In the past year I’ve discovered AlphaSmart machines and really enjoy using my Neo, which resembles the Mod 100 quite a bit. It has a slightly larger LCD display, and it’s more readable in dim light, but it too has a magnificent keyboard. I squirt my files from the Neo into my Windows or Linux word process via a USB cable. Plus ça change…

While I love the Neo, I think I’m even more affectionate about my new Palm TX with its matching Palm BlueTooth wireless folding keyboard. The bright colour LCD display on the TX can be expanded and flipped sideways, giving a really good view of what’s being entered. It sits in a little holder that is stored in the keyboard and unfolded during use. Because I already owned a copy, I use WordSmith, an inexpensive text editor for the Palm. I also have it loaded with eReader and have several Gutenberg eTexts on the Palm’s SD card.

Typing on the folding keyboard is not bad. The only quirk is that the right shift key and the slash/question mark key are reversed. I’m a touch typist so I always get a surprise when I type a slash or question mark. For the rest, the keyboard is decent and because it’s a four-row keyboard, I’m not required to use a function key to type numbers.

I’ve become quite speedy with this little setup, and I can see it under nearly all lighting conditions. The setup weighs less than half a pound or so and I can easily carry the two components in my coat pockets. With this, and an ultracompact digicam in my belt pouch, I can bring my main two interests, writing and photography, with me everywhere I walk.

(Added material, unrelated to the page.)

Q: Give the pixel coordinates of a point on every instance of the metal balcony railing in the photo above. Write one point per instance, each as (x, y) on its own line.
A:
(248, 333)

My relative success with PicoWriMo was largely because of this gear. The only downside I’ve discovered is that the BT keyboard drains the TX’s battery fairly noticeably. I doubt I could get more than 3, maybe 4, hours out of it starting with a fresh charge. But most days I write an hour or two at the max, so it’s not been a serious issue for me. For a more prolific writer, the battery life could be a show stopper.


From today’s journal:

Things keep slipping through the cracks of my concentration. Life is kaleidoscopic. Another day, another turn of the scope, and all the previous patterns are gone, replaced by new ones. I see the ones in front of me. I forget yesterday’s images, or those of the days before that. Perhaps that’s why I keep a journal. It’s my butterfly net. The images are like butterflies I try to collect for later study. The difference is that these butterflies don’t lie dead, pinned in trays. They’re still fluttering and alive and seeing them again sometimes recreates the original impact of the images and ideas. Where there are butterflies, there is hope.